Tout le monde a entendu parler de la fameuse Bentley Blue Train Spécial célébrée par un tableau de Terence Cuneo. Pourtant, celle qui permit à Woolf Barnato de remporter son pari en arrivant à Londres avant que le Train Bleu n'arrive à Calais n’est pas vraiment celle que l’on imagine. Petit retour sur cette période où traverser la France le plus vite possible au volant d’une puissante berline n’était pas encore répréhensible.
Nous sommes fin des années 20, début des années 30 et l’automobile devient un mode de transport de plus en plus utilisé par les classes aisées de la population.
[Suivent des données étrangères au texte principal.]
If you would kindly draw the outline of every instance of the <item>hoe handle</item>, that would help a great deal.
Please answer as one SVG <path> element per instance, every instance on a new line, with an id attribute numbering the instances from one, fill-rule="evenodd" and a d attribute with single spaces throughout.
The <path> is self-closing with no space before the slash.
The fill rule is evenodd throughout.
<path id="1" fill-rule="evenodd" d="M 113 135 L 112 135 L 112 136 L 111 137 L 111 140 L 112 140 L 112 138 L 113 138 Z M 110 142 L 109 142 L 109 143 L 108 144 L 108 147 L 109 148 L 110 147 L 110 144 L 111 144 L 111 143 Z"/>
C’est alors que l’on voit la naissance d’un challenge qui va perdurer quelques années et tenir en haleine les amateurs de sensations fortes. Afin de prouver le confort, la fiabilité, la rapidité de leurs autos, certains constructeurs vont initier ce que l’on appellera désormais « Blue Train races ». Le challenge consiste à traverser la France de Calais à la French Riviera ou l’inverse en se mesurant au fameux train Calais-Méditerranée Express. Ce dernier, propriété des chemins de fer de Paris à Lyon et à la Méditerranée (PLM), transporte une grande partie de l’aristocratie anglaise désirant passer la période hivernale sur la Riviera française.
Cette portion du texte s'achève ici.